As we sat at the crackling fire after the day’s work an artifact between the firewood caught my attention. Amazed I pulled the object from the pile. A gently curved T-piece seamlessly assembled and pegged with a wooden dowel. The work piece was made of an exceptionally weighty and tough sort of wood which I had never encountered before in the Sahara. It was heavily abraded by sand.
“And where does that come from?” I asked around. “Oh this. It stuck from one of the stone piles down at the last Alamat we passed. I thought it would make a good piece of firewood” Roger told me unconcerned. It was a rare wooden artifact from one of the grave mounds. Rare for the reason, that the modern nomads, like Roger, were constantly on the lookout for firewood as well. This piece however, no one had dared to take.
For a start I confiscated the piece and took down its find circumstances. Its aesthetics and style of manufacture indicated a special object and perhaps its original purpose could be established. In any case it was a remnant from a time only preserved in myths and historic travelogs, and as such to me it seemed worth preserving in its own.

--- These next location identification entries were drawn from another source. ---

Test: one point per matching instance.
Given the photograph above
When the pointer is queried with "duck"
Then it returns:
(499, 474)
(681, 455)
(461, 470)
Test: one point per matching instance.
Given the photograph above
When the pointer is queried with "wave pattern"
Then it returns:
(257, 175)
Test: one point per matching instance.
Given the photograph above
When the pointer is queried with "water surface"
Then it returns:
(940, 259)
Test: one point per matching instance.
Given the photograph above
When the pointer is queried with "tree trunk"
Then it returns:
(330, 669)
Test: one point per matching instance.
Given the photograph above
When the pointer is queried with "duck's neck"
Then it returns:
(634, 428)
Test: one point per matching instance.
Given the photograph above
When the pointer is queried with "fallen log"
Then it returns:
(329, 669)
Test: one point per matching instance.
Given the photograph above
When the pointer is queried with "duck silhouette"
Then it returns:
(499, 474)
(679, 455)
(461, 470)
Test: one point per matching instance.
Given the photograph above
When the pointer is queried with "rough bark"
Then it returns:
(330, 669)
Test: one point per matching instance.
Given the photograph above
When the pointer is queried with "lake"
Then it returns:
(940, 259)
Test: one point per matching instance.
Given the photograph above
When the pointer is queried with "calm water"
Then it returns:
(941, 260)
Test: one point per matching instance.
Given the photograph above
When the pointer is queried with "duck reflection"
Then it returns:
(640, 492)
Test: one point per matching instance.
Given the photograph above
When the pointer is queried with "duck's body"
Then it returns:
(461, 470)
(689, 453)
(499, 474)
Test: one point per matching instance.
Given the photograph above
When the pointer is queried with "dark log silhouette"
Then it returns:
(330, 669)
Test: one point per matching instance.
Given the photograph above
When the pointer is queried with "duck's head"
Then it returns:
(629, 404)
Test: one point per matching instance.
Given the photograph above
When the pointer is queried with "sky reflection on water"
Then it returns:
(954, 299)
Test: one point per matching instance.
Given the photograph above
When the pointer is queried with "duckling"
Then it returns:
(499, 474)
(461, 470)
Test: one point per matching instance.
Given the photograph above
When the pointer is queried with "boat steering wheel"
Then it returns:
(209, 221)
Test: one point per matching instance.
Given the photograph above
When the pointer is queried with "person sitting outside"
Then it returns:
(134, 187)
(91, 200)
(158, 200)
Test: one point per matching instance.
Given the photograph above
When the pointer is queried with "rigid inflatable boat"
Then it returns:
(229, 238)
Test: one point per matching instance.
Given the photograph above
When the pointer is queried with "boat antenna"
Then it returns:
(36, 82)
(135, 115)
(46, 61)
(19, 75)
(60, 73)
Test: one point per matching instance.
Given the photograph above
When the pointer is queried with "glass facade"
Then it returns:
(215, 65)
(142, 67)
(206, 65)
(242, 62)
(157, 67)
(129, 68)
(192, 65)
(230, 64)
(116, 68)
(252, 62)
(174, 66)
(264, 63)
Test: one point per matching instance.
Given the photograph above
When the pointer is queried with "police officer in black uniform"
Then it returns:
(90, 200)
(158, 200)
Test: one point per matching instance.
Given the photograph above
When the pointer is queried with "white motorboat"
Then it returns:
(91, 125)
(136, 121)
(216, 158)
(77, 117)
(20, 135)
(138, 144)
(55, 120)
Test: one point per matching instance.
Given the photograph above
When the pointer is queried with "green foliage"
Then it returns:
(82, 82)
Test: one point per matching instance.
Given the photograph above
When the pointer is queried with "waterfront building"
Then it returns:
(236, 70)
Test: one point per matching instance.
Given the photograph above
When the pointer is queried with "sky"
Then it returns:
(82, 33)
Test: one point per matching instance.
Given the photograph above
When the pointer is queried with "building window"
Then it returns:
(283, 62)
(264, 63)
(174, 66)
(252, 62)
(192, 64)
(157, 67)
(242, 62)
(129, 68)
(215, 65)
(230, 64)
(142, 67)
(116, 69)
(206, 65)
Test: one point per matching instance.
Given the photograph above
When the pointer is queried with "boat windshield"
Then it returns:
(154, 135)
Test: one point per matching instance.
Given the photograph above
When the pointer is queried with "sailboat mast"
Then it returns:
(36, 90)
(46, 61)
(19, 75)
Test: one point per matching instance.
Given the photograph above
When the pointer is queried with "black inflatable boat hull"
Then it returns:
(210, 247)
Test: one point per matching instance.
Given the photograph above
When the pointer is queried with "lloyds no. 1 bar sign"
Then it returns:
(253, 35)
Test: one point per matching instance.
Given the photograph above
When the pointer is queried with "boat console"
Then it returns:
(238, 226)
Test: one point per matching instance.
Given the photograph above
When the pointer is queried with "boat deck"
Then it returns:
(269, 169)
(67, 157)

During the following day a meteorite find was denied to us. Because we were running out of time and our trip approached its end, we changed course around noon and headed for the coastal road leading to the north.
Because we had depleted our supply on red wine in the meantime, and because we planned on celebrating Marc’s birthday that night, urgent action was required. By identifying and making accessible the only wine selling establishment within 200 kilometer radius, the Swiss again gave impressive proof of their talent to tap new sources of alcohol in the strictly Islamic Kingdom of Morocco. In this case it was a Korean restaurant near a desolate crossroads thirty kilometers south of Tan Tan. The place had actually been closed, but somehow the Swiss had convinced the friendly lady of the urgency of the situation.
At the mouth of a dramatic canyon, ten kilometers south of the estuary of the Wadi Draa, we pitched our last night camp. Fog obscured the desolate beach that roared from the pounding surf. Our bath in the waves of the 55°F cold Atlantic made us quickly forget the punishing heat of the past weeks.
The birthday was appropriately celebrated with an exuberant dinner and a remarkable bonfire fed from a huge pile of driftwood collected on the shore. The event was a worthy finale of our journey. Presents were exchanged and speeches were offered, in Russian, English and Swiss German. From Marc I received an original Douk-Douk, and so I had not only a lasting memory of our journey, but also the memorable picture of Roger Dances with Tent engraved in blue steel in my pocket.
On our trip we had covered 3,600 kilometers, two thirds of in the Western Sahara. For the area of the Qued Saquia al Hamra and its tributary Queds, for which hitherto only two meteorite finds were documented, we added a further six sets of coordinates, a quadrupling of the known finds. The discovered meteorites are now scheduled for analysis and classification. We will report the final results here.
The Ergs of the Saquia and the Tifiquirn’s black Hamadas will accompany us for years to come. As a landscape of primeval starkness, only patchily covered by a thin blanket of civilization, the labyrinthine Queds of the G’idat Amwizirat have gouged themselves deep in our memory. The proximity to the settlements and cities along the coast is deceptive. Similar to the great continental deserts the traveler is well advised to remember, that for every triumph and discovery the desert grants, it demands tribute elsewhere.